View Source Plausible.Purge (Plausible v0.0.1)
Deletes data from a site.
Stats are stored on Clickhouse, and unlike other databases data deletion is done asynchronously.
All import tables have MergeTree's deduplication mechanism disabled by setting
replicated_deduplication_window
from default 100 to 0. When enabled, every insert
into a given table is compared against hashes of 100 previous inserts (as complete
parts, not concrete rows) and ignored when match is found. The prupose of that
mechanism is making inserts of exact same batches idempotent when retrying them
shortly after - for instance due to timeout, when the client can't easily tell if
previous insert succeeded or not. Deduplication, however, only considers inserts,
not mutations. Deletions do not affect stored hashes, so further inserts of parts
that were deleted will still be treated as duplicates. That's why this feature
is disabled for import tables.
Although deletions are asynchronous, the parts to delete are "remembered", so there's no risk of overlapping deletion causing problems with import following right after it.

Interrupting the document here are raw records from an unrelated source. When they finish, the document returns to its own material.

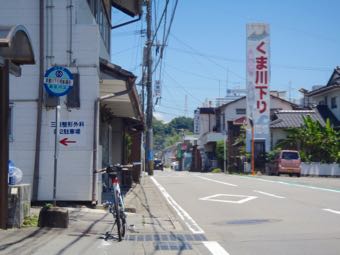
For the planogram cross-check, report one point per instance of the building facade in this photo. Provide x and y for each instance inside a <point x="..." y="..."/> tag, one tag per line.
<point x="93" y="120"/>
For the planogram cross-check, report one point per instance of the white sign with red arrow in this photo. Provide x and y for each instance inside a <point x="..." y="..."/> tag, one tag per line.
<point x="65" y="141"/>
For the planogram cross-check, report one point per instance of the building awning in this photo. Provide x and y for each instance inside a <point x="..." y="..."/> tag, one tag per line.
<point x="130" y="7"/>
<point x="15" y="45"/>
<point x="118" y="91"/>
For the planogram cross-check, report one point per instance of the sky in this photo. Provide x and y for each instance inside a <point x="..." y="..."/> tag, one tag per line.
<point x="206" y="48"/>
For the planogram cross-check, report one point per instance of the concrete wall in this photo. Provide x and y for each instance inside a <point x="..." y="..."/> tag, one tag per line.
<point x="74" y="180"/>
<point x="318" y="169"/>
<point x="318" y="99"/>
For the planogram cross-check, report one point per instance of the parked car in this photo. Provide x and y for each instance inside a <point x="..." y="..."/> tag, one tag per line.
<point x="174" y="165"/>
<point x="158" y="165"/>
<point x="285" y="162"/>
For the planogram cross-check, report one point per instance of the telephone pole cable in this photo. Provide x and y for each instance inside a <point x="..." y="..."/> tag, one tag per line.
<point x="149" y="131"/>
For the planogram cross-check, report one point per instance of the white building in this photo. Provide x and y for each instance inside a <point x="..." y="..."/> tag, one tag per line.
<point x="74" y="34"/>
<point x="327" y="98"/>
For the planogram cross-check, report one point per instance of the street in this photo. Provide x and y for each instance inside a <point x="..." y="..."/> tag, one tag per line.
<point x="257" y="215"/>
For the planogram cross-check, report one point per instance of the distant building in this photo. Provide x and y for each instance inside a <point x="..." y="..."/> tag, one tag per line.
<point x="95" y="124"/>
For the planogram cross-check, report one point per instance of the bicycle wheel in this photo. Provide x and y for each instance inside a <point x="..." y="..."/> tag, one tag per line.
<point x="119" y="222"/>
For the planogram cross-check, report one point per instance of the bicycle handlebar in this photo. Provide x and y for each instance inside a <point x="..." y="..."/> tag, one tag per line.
<point x="114" y="168"/>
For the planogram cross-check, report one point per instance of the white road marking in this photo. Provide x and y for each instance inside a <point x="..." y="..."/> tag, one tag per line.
<point x="332" y="211"/>
<point x="192" y="225"/>
<point x="268" y="194"/>
<point x="293" y="184"/>
<point x="225" y="183"/>
<point x="215" y="248"/>
<point x="240" y="201"/>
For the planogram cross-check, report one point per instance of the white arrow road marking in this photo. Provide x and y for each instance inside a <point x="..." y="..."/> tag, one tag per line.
<point x="332" y="211"/>
<point x="212" y="180"/>
<point x="241" y="198"/>
<point x="268" y="194"/>
<point x="215" y="248"/>
<point x="192" y="225"/>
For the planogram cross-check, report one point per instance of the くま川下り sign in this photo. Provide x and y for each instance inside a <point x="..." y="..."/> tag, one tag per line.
<point x="58" y="81"/>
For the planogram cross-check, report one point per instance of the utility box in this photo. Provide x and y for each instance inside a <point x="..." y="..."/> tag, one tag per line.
<point x="19" y="204"/>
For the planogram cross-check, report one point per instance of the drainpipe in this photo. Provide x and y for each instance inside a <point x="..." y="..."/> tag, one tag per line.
<point x="96" y="135"/>
<point x="39" y="109"/>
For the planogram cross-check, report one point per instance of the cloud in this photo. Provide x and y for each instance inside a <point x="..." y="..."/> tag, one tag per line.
<point x="160" y="116"/>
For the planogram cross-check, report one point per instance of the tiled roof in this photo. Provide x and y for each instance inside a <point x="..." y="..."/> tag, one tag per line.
<point x="294" y="118"/>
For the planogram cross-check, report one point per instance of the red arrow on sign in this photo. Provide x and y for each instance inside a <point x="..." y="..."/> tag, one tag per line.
<point x="65" y="141"/>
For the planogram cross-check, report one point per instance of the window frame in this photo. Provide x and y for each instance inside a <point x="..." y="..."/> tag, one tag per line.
<point x="240" y="111"/>
<point x="334" y="103"/>
<point x="10" y="122"/>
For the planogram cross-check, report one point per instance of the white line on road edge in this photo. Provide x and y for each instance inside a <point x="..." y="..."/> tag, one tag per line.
<point x="268" y="194"/>
<point x="192" y="225"/>
<point x="215" y="248"/>
<point x="225" y="183"/>
<point x="293" y="184"/>
<point x="332" y="211"/>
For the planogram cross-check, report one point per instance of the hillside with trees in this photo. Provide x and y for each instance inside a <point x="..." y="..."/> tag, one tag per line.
<point x="166" y="134"/>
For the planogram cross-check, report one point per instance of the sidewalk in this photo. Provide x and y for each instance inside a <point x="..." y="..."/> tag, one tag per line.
<point x="154" y="228"/>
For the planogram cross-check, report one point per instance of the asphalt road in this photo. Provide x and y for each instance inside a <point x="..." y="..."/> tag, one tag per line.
<point x="264" y="215"/>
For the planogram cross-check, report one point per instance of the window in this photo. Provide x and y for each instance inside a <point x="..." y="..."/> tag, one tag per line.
<point x="10" y="123"/>
<point x="333" y="103"/>
<point x="240" y="111"/>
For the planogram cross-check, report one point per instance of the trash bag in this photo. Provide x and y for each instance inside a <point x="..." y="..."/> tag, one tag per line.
<point x="14" y="174"/>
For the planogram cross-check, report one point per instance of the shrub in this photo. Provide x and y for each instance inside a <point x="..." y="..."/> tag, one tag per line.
<point x="216" y="170"/>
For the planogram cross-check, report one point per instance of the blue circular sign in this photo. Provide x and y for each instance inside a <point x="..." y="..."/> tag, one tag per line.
<point x="58" y="81"/>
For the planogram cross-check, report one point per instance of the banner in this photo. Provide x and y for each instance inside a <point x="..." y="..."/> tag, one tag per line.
<point x="258" y="83"/>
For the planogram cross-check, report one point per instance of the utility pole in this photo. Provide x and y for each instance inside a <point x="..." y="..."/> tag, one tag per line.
<point x="149" y="131"/>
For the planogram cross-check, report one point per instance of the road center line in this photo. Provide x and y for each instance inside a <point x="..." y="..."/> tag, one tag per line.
<point x="190" y="222"/>
<point x="267" y="194"/>
<point x="215" y="248"/>
<point x="332" y="211"/>
<point x="212" y="180"/>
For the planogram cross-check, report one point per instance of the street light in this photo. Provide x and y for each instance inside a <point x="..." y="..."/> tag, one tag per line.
<point x="252" y="146"/>
<point x="15" y="50"/>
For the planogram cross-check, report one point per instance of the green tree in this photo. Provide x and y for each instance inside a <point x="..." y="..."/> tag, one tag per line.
<point x="167" y="134"/>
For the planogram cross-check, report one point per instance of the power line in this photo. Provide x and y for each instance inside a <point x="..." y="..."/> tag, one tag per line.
<point x="198" y="100"/>
<point x="195" y="52"/>
<point x="166" y="36"/>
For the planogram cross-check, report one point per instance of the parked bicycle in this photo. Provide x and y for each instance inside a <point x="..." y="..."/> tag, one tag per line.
<point x="116" y="207"/>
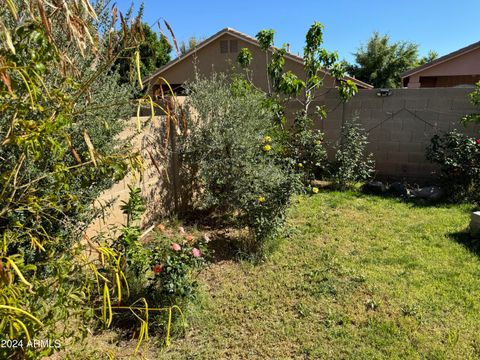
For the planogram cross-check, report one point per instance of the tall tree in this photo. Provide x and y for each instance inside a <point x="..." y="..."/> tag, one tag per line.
<point x="154" y="52"/>
<point x="381" y="62"/>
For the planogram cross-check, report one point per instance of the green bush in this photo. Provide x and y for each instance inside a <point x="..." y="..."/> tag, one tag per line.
<point x="307" y="150"/>
<point x="233" y="147"/>
<point x="352" y="163"/>
<point x="459" y="158"/>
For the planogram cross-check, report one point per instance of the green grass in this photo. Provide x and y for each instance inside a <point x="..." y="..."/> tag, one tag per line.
<point x="358" y="278"/>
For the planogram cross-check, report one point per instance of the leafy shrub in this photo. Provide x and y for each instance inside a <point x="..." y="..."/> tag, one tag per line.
<point x="233" y="146"/>
<point x="173" y="259"/>
<point x="50" y="167"/>
<point x="459" y="158"/>
<point x="352" y="163"/>
<point x="307" y="149"/>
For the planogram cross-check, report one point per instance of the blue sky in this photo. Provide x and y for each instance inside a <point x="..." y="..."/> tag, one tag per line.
<point x="440" y="25"/>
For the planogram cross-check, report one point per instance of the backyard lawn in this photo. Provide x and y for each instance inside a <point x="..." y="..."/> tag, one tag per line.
<point x="358" y="277"/>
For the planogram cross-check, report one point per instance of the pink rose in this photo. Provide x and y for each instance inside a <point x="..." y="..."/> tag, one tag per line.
<point x="157" y="269"/>
<point x="196" y="252"/>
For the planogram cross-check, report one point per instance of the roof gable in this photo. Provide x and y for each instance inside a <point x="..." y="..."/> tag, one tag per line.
<point x="238" y="35"/>
<point x="441" y="60"/>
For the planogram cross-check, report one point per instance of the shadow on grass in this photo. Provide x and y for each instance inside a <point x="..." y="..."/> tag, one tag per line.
<point x="464" y="238"/>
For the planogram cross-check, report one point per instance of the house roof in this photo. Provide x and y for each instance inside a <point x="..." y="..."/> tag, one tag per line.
<point x="241" y="36"/>
<point x="442" y="59"/>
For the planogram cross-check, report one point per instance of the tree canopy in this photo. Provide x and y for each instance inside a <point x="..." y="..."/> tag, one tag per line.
<point x="380" y="62"/>
<point x="154" y="52"/>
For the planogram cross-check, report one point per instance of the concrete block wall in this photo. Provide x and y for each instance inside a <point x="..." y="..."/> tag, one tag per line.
<point x="399" y="126"/>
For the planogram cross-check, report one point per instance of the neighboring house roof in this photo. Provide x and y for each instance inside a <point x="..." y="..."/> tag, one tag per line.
<point x="244" y="37"/>
<point x="442" y="59"/>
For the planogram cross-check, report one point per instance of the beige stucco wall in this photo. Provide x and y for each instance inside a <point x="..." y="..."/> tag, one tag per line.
<point x="399" y="129"/>
<point x="208" y="60"/>
<point x="465" y="64"/>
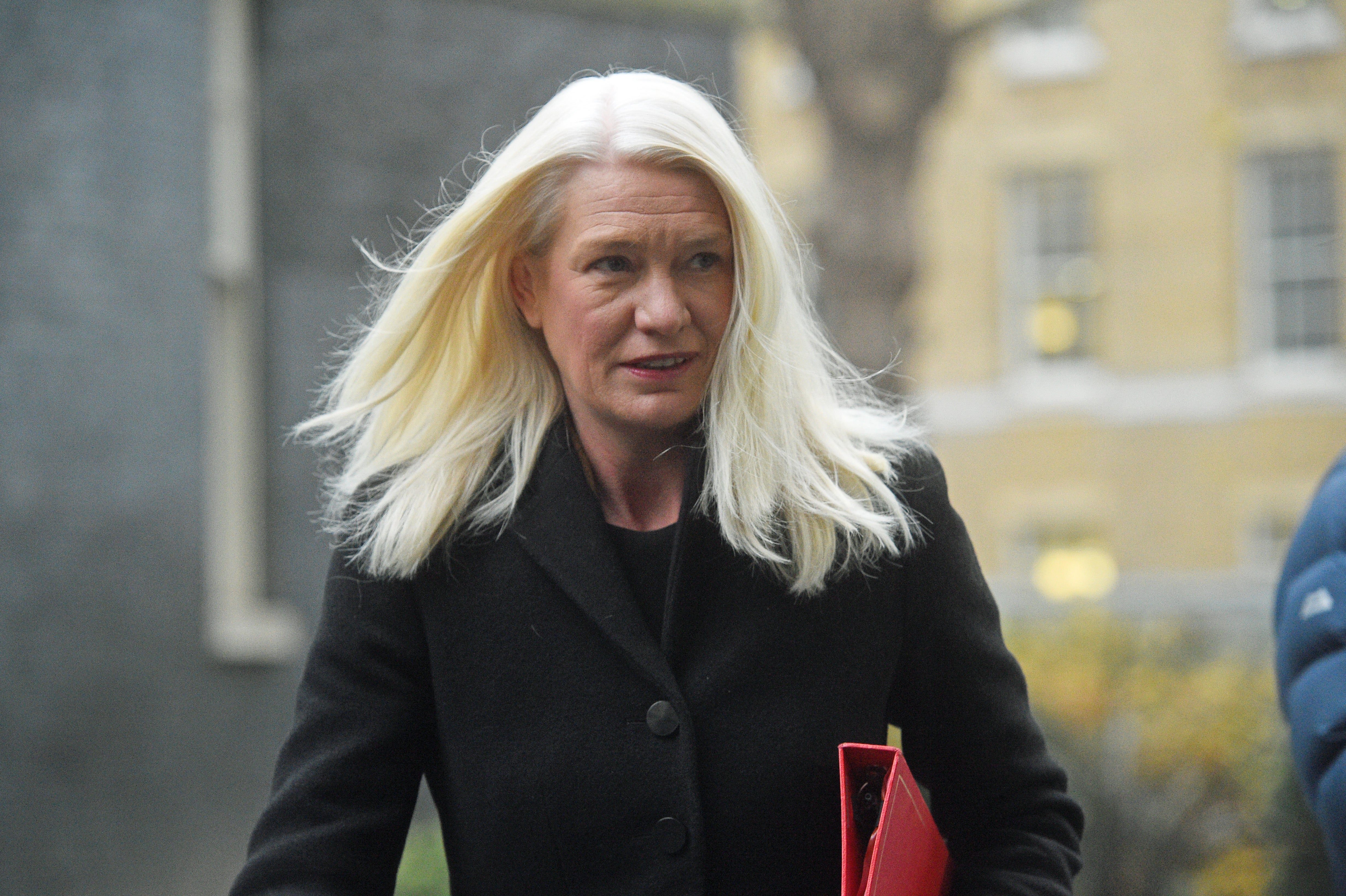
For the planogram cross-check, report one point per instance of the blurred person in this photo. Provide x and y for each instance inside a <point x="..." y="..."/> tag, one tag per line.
<point x="626" y="549"/>
<point x="1312" y="660"/>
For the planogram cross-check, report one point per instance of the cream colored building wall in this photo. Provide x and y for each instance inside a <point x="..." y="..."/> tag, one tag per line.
<point x="1171" y="450"/>
<point x="1164" y="127"/>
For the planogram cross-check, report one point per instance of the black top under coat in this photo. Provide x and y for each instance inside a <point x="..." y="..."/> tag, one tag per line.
<point x="645" y="556"/>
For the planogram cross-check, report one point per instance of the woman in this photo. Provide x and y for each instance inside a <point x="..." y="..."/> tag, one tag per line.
<point x="626" y="552"/>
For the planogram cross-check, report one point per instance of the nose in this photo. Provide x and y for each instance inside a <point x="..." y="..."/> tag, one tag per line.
<point x="659" y="309"/>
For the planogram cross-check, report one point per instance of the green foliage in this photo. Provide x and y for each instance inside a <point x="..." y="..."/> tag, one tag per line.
<point x="423" y="871"/>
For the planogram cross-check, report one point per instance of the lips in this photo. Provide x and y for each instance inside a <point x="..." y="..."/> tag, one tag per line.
<point x="660" y="365"/>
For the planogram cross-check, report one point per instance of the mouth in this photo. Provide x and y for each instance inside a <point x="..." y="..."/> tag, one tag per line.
<point x="655" y="365"/>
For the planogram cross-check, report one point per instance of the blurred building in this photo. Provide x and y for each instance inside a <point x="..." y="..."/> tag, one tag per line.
<point x="184" y="185"/>
<point x="1130" y="342"/>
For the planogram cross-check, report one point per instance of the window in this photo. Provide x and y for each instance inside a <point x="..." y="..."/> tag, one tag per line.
<point x="1049" y="42"/>
<point x="1293" y="217"/>
<point x="1053" y="279"/>
<point x="1274" y="29"/>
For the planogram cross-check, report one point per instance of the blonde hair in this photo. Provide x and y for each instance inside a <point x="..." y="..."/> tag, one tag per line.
<point x="439" y="409"/>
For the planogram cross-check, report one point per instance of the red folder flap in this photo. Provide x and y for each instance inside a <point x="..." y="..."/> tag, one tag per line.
<point x="909" y="855"/>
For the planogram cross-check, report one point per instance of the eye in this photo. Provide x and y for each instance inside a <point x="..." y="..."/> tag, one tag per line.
<point x="613" y="264"/>
<point x="703" y="261"/>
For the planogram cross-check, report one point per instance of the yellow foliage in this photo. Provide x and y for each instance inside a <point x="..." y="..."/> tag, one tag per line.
<point x="1240" y="872"/>
<point x="1190" y="722"/>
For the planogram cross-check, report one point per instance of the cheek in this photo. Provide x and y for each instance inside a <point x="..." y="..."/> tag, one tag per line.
<point x="582" y="338"/>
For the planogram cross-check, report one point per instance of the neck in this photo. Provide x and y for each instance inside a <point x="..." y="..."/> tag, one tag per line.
<point x="639" y="479"/>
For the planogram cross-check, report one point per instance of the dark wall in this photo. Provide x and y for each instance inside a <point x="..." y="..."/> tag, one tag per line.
<point x="127" y="758"/>
<point x="130" y="761"/>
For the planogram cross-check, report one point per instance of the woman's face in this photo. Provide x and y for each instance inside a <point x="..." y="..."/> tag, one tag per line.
<point x="633" y="296"/>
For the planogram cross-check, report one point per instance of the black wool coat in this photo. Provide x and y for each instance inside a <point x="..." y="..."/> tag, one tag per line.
<point x="572" y="754"/>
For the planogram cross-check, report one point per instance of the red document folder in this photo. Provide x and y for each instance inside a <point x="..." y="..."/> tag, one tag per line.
<point x="909" y="855"/>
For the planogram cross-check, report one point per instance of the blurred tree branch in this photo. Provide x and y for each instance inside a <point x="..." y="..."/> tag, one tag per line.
<point x="882" y="69"/>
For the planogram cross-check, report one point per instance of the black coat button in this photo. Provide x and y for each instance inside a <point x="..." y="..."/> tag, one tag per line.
<point x="671" y="835"/>
<point x="662" y="719"/>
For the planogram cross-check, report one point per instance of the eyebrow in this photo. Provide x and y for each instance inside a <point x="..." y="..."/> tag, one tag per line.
<point x="617" y="244"/>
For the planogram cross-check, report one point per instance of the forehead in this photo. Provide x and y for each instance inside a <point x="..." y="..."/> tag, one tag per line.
<point x="605" y="197"/>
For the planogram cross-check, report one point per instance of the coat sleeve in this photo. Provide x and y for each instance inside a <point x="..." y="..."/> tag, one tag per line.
<point x="349" y="773"/>
<point x="1312" y="660"/>
<point x="963" y="707"/>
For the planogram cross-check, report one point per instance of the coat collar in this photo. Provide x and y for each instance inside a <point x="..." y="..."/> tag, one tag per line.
<point x="560" y="524"/>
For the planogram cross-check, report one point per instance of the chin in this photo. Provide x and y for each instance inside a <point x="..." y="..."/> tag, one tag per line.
<point x="665" y="422"/>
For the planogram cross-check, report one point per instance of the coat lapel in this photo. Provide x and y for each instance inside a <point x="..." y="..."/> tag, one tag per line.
<point x="560" y="525"/>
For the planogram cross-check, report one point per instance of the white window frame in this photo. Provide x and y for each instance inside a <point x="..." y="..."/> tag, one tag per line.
<point x="1270" y="370"/>
<point x="1259" y="33"/>
<point x="1030" y="56"/>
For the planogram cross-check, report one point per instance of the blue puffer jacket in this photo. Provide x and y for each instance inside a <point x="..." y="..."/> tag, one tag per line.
<point x="1312" y="660"/>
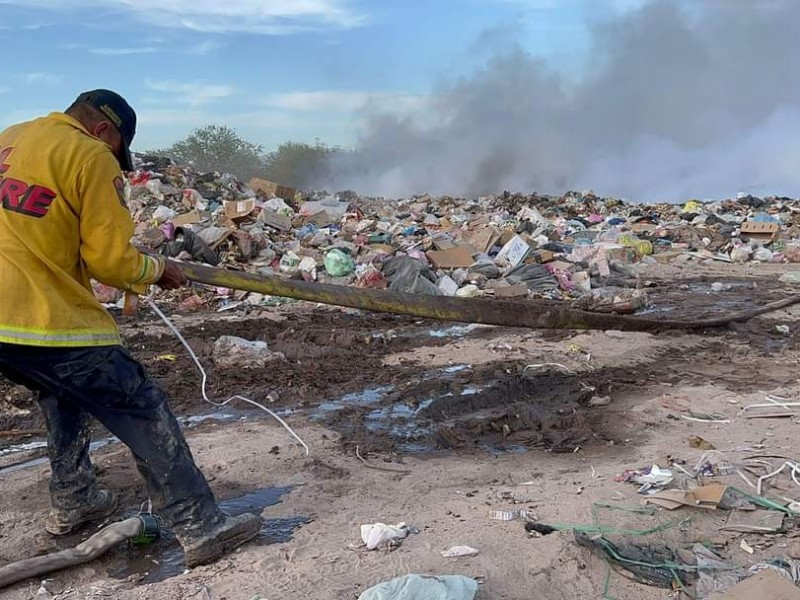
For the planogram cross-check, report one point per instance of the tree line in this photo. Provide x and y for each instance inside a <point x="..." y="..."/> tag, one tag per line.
<point x="221" y="148"/>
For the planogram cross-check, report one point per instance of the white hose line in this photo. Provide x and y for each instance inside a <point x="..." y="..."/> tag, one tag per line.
<point x="205" y="378"/>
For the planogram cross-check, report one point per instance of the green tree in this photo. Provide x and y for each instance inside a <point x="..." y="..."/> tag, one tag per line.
<point x="299" y="165"/>
<point x="218" y="148"/>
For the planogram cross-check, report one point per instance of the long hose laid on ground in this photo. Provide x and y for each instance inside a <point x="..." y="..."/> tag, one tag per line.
<point x="84" y="552"/>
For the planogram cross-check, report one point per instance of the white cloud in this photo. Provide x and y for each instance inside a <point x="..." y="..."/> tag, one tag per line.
<point x="203" y="48"/>
<point x="346" y="101"/>
<point x="123" y="51"/>
<point x="192" y="93"/>
<point x="172" y="117"/>
<point x="45" y="78"/>
<point x="274" y="17"/>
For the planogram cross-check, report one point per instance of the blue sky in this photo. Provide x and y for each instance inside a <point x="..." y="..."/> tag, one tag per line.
<point x="274" y="70"/>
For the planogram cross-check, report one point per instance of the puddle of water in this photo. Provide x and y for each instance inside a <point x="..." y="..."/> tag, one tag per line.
<point x="16" y="448"/>
<point x="455" y="369"/>
<point x="197" y="419"/>
<point x="166" y="559"/>
<point x="363" y="399"/>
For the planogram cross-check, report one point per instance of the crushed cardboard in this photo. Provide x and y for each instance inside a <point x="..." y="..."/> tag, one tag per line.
<point x="765" y="585"/>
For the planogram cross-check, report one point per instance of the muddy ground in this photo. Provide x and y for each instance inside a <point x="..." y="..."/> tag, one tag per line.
<point x="432" y="424"/>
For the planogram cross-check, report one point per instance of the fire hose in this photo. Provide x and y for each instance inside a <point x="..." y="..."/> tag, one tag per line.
<point x="141" y="529"/>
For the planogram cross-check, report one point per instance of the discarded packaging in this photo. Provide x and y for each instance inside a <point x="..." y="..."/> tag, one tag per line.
<point x="423" y="587"/>
<point x="459" y="551"/>
<point x="379" y="534"/>
<point x="231" y="351"/>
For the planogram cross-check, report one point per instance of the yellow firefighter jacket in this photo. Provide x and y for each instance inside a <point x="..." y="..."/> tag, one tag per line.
<point x="63" y="219"/>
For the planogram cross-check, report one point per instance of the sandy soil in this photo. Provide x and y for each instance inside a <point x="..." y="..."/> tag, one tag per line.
<point x="436" y="425"/>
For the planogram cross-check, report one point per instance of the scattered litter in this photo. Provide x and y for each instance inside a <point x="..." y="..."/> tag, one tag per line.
<point x="232" y="351"/>
<point x="511" y="515"/>
<point x="650" y="478"/>
<point x="423" y="587"/>
<point x="599" y="401"/>
<point x="755" y="521"/>
<point x="695" y="441"/>
<point x="708" y="496"/>
<point x="380" y="534"/>
<point x="459" y="551"/>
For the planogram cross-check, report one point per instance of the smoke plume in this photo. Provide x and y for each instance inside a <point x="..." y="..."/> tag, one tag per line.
<point x="676" y="101"/>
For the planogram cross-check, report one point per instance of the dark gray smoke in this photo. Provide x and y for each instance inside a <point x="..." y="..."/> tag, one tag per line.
<point x="696" y="100"/>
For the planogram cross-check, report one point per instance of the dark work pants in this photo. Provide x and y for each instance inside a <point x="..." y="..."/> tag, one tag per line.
<point x="109" y="384"/>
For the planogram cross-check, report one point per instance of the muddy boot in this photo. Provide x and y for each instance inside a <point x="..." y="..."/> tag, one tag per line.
<point x="228" y="534"/>
<point x="64" y="522"/>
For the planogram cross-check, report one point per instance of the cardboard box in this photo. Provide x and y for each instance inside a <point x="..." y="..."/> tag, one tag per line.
<point x="187" y="218"/>
<point x="239" y="209"/>
<point x="518" y="290"/>
<point x="275" y="220"/>
<point x="760" y="231"/>
<point x="453" y="258"/>
<point x="269" y="189"/>
<point x="543" y="256"/>
<point x="514" y="251"/>
<point x="766" y="585"/>
<point x="482" y="240"/>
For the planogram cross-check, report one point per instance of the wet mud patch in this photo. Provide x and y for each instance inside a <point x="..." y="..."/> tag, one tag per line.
<point x="492" y="408"/>
<point x="539" y="411"/>
<point x="165" y="559"/>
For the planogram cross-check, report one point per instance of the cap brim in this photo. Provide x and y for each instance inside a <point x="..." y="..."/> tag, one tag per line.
<point x="125" y="159"/>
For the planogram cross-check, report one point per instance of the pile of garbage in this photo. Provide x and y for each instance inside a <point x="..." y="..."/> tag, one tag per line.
<point x="576" y="246"/>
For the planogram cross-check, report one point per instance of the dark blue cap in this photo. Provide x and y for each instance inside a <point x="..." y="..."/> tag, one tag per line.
<point x="120" y="113"/>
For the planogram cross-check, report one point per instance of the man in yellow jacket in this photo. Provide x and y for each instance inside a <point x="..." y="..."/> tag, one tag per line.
<point x="63" y="220"/>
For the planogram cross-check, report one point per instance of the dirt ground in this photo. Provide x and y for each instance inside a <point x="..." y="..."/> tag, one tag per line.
<point x="435" y="425"/>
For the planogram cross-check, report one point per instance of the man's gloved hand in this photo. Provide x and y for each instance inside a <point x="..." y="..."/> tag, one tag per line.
<point x="172" y="278"/>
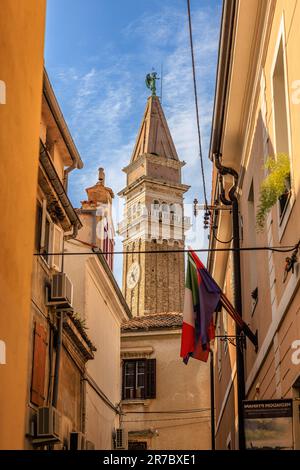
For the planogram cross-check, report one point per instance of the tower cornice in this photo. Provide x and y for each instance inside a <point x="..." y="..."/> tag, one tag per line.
<point x="146" y="179"/>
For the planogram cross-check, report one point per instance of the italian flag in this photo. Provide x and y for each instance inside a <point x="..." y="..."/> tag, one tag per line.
<point x="201" y="299"/>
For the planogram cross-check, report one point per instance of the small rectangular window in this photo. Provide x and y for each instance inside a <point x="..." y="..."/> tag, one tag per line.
<point x="139" y="379"/>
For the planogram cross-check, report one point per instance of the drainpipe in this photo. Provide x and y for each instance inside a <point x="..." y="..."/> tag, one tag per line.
<point x="57" y="359"/>
<point x="237" y="290"/>
<point x="212" y="401"/>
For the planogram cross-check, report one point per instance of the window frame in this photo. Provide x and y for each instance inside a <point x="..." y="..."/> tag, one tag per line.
<point x="148" y="381"/>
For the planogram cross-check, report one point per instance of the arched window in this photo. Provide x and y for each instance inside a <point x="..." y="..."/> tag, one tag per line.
<point x="165" y="207"/>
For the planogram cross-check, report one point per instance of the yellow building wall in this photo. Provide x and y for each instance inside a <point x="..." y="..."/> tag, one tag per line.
<point x="178" y="387"/>
<point x="22" y="24"/>
<point x="270" y="373"/>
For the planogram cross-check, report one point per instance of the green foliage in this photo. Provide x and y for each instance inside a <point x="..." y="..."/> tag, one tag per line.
<point x="77" y="318"/>
<point x="273" y="186"/>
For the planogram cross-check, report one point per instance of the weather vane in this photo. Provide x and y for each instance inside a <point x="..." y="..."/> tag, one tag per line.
<point x="151" y="82"/>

IMPORTANT: Deletion requires revision if/when import tables get moved to sharded CH
cluster setup. Mutation queries, which have to be run with ON CLUSTER
in such setup,
dispatch independent queries across shards and those queries can start at different
times. This in turn means risk of deletions corrupting data of follow-up inserts
in some edge cases. Ideally, imported entries should be unique for a given import
an extra
import_id
column can be introduced, holding identifier. Last processed import identifier should be stored with other site data and should be used for scoping imported stats queries. No longer used imports can then be safely removed fully asynchronously.
Summary
Functions
Deletes imported stats from and clears the stats_start_date
field.
Move stats pointers so that no historical stats are available.
Functions
@spec delete_imported_stats!(Plausible.Site.t() | Plausible.Imported.SiteImport.t()) :: :ok
Deletes imported stats from and clears the stats_start_date
field.
The stats_start_date
is expected to get repopulated the next time
Plausible.Sites.stats_start_date/1
is called.
If the input argument is a site, all imported stats are deleted. If it's a site import, only imported stats for that import are deleted.
@spec delete_native_stats!(Plausible.Site.t()) :: :ok
Move stats pointers so that no historical stats are available.